I gave it back, but like previous post, I was the one who broke it off. I found out later he would have preferred I kept it, but it didn't feel right to me. I prescribe to the high road approach - the $$ involved is insignificant compared to the feelings you will carry around after.

littlemisslaw 5 pts

Hi Zandria, and thanks for adding my story to your post! As far as giving the ring back, since I was the one who broke it off, I gave the ring back immediately. If the shoe had been on the other foot, I'm not sure how I would have felt about the ring.
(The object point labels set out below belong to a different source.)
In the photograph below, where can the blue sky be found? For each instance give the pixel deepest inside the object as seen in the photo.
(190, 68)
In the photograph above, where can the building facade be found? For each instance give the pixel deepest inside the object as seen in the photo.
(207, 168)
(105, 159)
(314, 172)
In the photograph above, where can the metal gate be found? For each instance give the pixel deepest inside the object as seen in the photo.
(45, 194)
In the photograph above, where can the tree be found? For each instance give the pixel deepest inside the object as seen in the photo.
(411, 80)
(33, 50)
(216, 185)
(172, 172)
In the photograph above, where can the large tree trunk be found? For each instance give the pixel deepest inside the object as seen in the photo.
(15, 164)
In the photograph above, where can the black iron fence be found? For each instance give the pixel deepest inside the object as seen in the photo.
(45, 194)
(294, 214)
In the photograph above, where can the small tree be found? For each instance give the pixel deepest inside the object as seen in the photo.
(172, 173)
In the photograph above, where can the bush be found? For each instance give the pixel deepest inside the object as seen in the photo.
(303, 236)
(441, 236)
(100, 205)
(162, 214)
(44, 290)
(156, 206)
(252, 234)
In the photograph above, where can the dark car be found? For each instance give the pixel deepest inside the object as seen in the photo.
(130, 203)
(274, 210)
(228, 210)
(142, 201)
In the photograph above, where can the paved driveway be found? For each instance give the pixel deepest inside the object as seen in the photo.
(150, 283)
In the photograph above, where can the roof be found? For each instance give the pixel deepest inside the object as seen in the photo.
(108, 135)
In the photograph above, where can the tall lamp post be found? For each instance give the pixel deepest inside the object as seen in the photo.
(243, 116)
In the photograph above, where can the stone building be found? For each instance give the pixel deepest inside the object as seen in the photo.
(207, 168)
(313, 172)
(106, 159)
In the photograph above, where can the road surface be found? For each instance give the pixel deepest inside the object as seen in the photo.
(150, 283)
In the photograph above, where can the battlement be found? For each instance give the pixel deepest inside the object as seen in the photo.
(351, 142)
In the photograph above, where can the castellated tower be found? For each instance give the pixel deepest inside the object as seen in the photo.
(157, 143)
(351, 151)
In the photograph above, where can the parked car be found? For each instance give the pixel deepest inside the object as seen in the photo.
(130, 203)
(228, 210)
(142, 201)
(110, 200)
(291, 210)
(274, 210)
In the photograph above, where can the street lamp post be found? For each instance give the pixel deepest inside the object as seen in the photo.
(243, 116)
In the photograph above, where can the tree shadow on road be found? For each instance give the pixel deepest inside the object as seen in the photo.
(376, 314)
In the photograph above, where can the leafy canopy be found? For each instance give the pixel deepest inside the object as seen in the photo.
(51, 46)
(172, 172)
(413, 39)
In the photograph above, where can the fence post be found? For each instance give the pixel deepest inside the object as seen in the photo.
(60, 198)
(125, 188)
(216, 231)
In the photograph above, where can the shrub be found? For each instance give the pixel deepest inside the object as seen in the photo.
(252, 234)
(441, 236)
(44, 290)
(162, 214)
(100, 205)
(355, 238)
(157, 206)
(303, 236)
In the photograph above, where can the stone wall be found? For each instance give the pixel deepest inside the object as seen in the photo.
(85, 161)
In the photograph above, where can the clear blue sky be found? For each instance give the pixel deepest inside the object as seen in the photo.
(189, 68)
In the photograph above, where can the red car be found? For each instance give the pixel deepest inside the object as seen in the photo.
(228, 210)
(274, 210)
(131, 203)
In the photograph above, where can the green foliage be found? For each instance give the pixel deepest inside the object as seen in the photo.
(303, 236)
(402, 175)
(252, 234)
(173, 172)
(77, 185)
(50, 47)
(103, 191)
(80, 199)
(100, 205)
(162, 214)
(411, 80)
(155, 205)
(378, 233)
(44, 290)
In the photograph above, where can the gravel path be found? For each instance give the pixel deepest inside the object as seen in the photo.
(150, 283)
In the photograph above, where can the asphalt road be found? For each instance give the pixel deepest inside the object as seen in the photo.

When I broke off my engagement, I had already bought my dress! Some of my friends joked that I could keep it and wear it the next time around. Yep, nothing turns a guy on more than on the 3rd date when you offer to hang up his coat and he sees the wedding dress in the hall closet...ha ha.

barefoot 5 pts

Hi Zandria,
great topic, I was just thinking I regret how I handled this in the past.

I did return the ring after being asked to do so which really rubbed me the wrong way. I am happy I don't have it, but really I should have sold it at the time, maybe for a few hundred dollars. After all for two years I catered to this man, cooked countless meals, did ALL his laundry, not to mention other things! I walked away with nothing, I was basically his wife without any of the security or perks. I walked away because he didn't appreciate me, when he asked for the ring back it was really a slap in the face but I am glad I don't have it.

I would recommend to young people to buy cheap rings like cubic zirconia and the like so it won't even be an issue if you/when you break up - or if you lose it!